Bouleversements et brassages
La mobilisation des hommes jeunes a des conséquences fortes sur le travail des champs, sur l’aspect de la rue, et sur l’honorabilité de quelques jeunes filles qui ne pourront pas « réparer leur faute » dans le mariage. Des réfugiés arrivent du Nord, de Belgique, de Paris en août, avant la bataille de la Marne. Cela produit quelques frictions. La classe 14 vient faire des manœuvres autour de Malaquit ; les jeunes soldats ont l’air d’un « troupeau d’enfants malades », d’autant qu’une épidémie de méningite fait des ravages. L’ambiance générale est triste : pas de foire, pas de fête. Mais, en février, il y aura la fabrication de la charcuterie à partir du cochon élevé à domicile : l’ordre immuable de la cérémonie sera respecté.
L’information
Le grand thème, c’est l’attente des nouvelles. Le facteur prend une importance inhabituelle. Les lettres deviennent source collective d’informations (« la lettre d’un soldat appartient à tout le monde »). Echanges d’objets avec le front : colis de vêtements et de nourriture d’un côté ; produits de l’artisanat des tranchées de l’autre. Les silences et les contradictions de la presse sont assez vite perçus ; on ne croit plus à ce que disent les journaux (« dont les fanfaronnades imbéciles me font mal au cœur », écrit Marie dès le 6 septembre 1914). Mais on les lit tout de même. Les rumeurs circulent, dans la version « archaïque » des prophéties (p. 28, 48, 60, 79).
Sentiments et attitudes
L’état de guerre crée une conception plus profonde de la vie. On regarde avec respect ceux qui vont partir au feu. Les enfants sont confondus de voir pleurer un homme adulte, un soldat blessé venu en convalescence et qui repart. Les lettres contiennent des formules terribles dans leur laconisme : « Je suis encore en vie, la plupart des copains sont morts » ou « J’ai bien changé, je sais ce que c’est que la vie, nous sommes moins qu’une fumée ».
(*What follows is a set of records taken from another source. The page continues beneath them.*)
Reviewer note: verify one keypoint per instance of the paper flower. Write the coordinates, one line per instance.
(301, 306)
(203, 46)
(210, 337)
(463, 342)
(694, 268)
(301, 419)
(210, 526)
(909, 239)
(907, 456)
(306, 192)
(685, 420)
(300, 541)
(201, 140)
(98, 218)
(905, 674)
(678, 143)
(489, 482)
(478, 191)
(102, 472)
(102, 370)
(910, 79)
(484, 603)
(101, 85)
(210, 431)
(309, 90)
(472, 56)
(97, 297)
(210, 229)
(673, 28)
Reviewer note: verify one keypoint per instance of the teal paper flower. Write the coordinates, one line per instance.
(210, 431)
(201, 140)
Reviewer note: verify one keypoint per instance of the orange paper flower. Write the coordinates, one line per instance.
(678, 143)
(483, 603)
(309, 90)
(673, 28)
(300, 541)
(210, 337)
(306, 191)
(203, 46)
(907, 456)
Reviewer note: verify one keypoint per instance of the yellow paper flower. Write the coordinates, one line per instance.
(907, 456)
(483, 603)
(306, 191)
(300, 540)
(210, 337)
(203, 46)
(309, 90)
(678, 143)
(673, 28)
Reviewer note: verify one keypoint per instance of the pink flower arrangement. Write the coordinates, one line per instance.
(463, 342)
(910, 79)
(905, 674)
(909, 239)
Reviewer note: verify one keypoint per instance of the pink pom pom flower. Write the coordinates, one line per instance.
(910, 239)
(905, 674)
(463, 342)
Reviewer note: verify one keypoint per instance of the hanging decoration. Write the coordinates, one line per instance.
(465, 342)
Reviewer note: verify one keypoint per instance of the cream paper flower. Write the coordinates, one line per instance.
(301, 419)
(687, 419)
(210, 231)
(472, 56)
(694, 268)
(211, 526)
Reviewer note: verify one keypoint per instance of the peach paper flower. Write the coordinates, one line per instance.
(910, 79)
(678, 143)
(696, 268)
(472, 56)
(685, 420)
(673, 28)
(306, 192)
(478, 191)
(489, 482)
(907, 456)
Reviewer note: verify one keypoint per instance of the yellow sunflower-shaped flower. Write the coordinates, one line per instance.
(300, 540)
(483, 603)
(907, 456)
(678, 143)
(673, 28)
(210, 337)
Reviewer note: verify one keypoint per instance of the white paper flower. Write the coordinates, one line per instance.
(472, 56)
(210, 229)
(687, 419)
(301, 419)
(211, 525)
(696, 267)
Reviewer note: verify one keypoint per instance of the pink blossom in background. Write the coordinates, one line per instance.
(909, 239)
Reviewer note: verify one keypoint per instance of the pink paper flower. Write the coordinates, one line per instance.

L’enthousiasme patriotique est vite remis en question. Dès le 4 octobre, un soldat qui va partir remarque : « Nous sommes de la viande de boucherie. » Un autre, réformé, rayonne. Une mère dont le fils est prisonnier à Magdeburg est radieuse, et Marie Escholier précise : « On a des bonheurs qui feraient la désolation des jours ordinaires. » Une réfugiée belge annonce que dans quinze ans la France et l’Allemagne seront alliées contre l’invasion russe. L’Union sacrée aussi est remise en question. La campagne critique la ville. On recherche le bouc émissaire : pour certains, ce sont les curés et les riches qui ont déchaîné la guerre ; pour d’autres, la défaite est due à la débandade des soldats d’Antibes, aux socialistes, aux officiers, ou tout simplement à la « trahison ».
Au total, des pages admirables.
4. Autres informations
– Voir la notice Raymond Escholier dans Témoins de Jean Norton Cru.
– Alexandre Lafon, « Un couple dans la guerre : Raymond et Marie Escholier », dans Patrimoine Midi-Pyrénées, n° 1, octobre 2003, p. 58-59.
– Bernadette Truno, Raymond et Marie-Louise Escholier. De l’Ariège à Paris, un destin étonnant, Canet, Editions Trabucaire, 2004, 222 p., illustrations.